On Crippleware and Windows 7
A slashdot discussion about Windows 7 brought up an argument I've seen before about market segmentation and product pricing. One of the common objections to such segmentation is the idea of locked features, or crippled versions-- products that are physically identical, but function differently based on the license purchased to go with them.
The argument goes like this: If I buy a cheap car, I get a cheap car. If I buy an expensive car, I get an expensive car. I don't buy a cheap car that actually includes a 12 cylinder engine but only runs on 4 because that's the level of performance I paid for. The analogy then gets extended to software to suggest that there's something wrong with varied pricing tiers for Windows if the physical product, in this case the installation media, is actually capable of installing any version, or, in other cases, the resulting installation actually contains the code necessary for all product features, even if all these product features are not actually functional because of the chosen price tier.

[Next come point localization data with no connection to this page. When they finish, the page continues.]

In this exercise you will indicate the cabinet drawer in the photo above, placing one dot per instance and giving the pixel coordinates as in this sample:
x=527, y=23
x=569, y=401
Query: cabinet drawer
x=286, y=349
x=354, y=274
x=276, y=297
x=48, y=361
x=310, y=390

This, of course, is a barmy line of thinking but it's not so obvious to see that it is. As so many times happens on slashdot, the faulty logic is dressed up as a car analogy.
My responses run like this:
Carmakers don't do that because it's not cheaper to do that and because markets wouldn't accept those products. The economies of scale you get by standardizing all of your engine manufacturing on the most capable models are not the same as the economies of scale you get by manufacturing only a single installation media type for an operating system, independent of actual product tiers. For one, there are too many other parts for the car that cannot be arbitrarily restricted in this way (leather seats, bodywork, etc) so the gains are minimal.
Second, even if it was cheaper to manufacture cars that way, this would work against car buyers in ways that the software example doesn't. For one, a 12 cylinder engine operating only on four cylinders would be too heavy and inefficient for the power produced. It would cost the user far too much in fuel to be worth the less expensive purchase price. People buying smaller, cheaper cars also want fuel efficiency, and this scheme doesn't deliver it.
Secondly, think of the tradeoffs that the purchasers of economy versions would suffer due to the inclusion of features that they wouldn't have access to. People who buy expensive sporty convertibles know they might eventually have problems with roof leaks, but they accept this because they like top-down driving. Someone who buys a car that has a convertible roof, but didn't pay for the product tier that enables it to work, still gets the potential for roof leaks, without any benefit. The market would never accept this.
The buyers of less expensive versions of Windows, installing from media that is capable of installing the more expensive versions, suffers no such drawbacks, except perhaps the consumption of additional hard drive space for features not used, and even this is not documented-- it's just as likely that these elements are not installed at all, and are only consuming space on the installation media where they don't bother anyone at all.